When the bullets start flying, it’s exhilarating. Enemy intelligence is still a bit woolly, but they try a bit harder to flank and use cover, and the near-universal sharpshooting skills that made Bad Company so frustrating has been mercifully toned down. It’s the sheer quantity of destruction, however, that makes the sequel so vastly entertaining. One minute you’ll be skulking underneath an upstairs window in a mountain cottage, taking sneaky potshots at the troops and machine-gunners down below, the next minute there will be no window, no wall and not really much cottage to speak of. Amazingly, Bad Company 2 ups the ante on destruction from the already destructive original.
Fuel tanks blow up, shattering buildings in the vicinity. Trees and pylons collapse, crushing anything below. In one early mission there’s a battle in a riverside village against an armoured patrol boat, and as you try to get a bead on the boat, practically the whole village erupts around you. Breathtaking stuff.
All the booms and bangs certainly contribute to a dynamic audio/visual experience, but even in its quieter moments Bad Company 2 is a beautiful looking game. Whether you’re deep in the South American rain-forest or making your way through the snow, the natural scenery is stunning, and the character models rich with detail. And when it comes to lighting and atmospheric weather effects, Bad Company 2 arguably outdoes Modern Warfare 2, with one frosty level in particular featuring a blizzard so convincing, you’ll be tempted to turn the central heating up a notch to keep from freezing. My one complaint? A lack of variety in the enemy soldier models. And when that’s your biggest major grumble, a game just has to be doing something right.

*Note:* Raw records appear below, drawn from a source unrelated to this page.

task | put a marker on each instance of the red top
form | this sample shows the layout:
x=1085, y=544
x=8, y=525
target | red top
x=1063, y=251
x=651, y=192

Sounds good? It gets better. Switch from the single-player campaign to the online multiplayer mode, and Bad Company 2 is the first console battlefield to deliver the kind of experience that made the series’ name on the PC. The focal Conquest and Rush modes give you the epic maps and vehicular mayhem we used to take for granted from Battlefield 2, but the destructible scenery and map design arguably up the carnage factor, making Bad Company 2 arguably the most thrilling, unpredictable shooter in town - and that includes Modern Warfare 2. And if you want a tighter, more concentrated hit, the Squad Rush and Squad Deathmatch modes deliver, decreasing the numbers, but also reducing the scale to make things quick, dirty and explosive.
With comprehensive overhauls to the single-player and multiplayer modes, Bad Company 2 is everything you’d want from a console Battlefield. The surprise is that, by the standards of any franchise, it’s an exemplary military shooter, and better in many respects than the genre’s current benchmark, Modern Warfare 2. Unless you’re sick and tired of shooting goons in uniform, you need this game in your collection.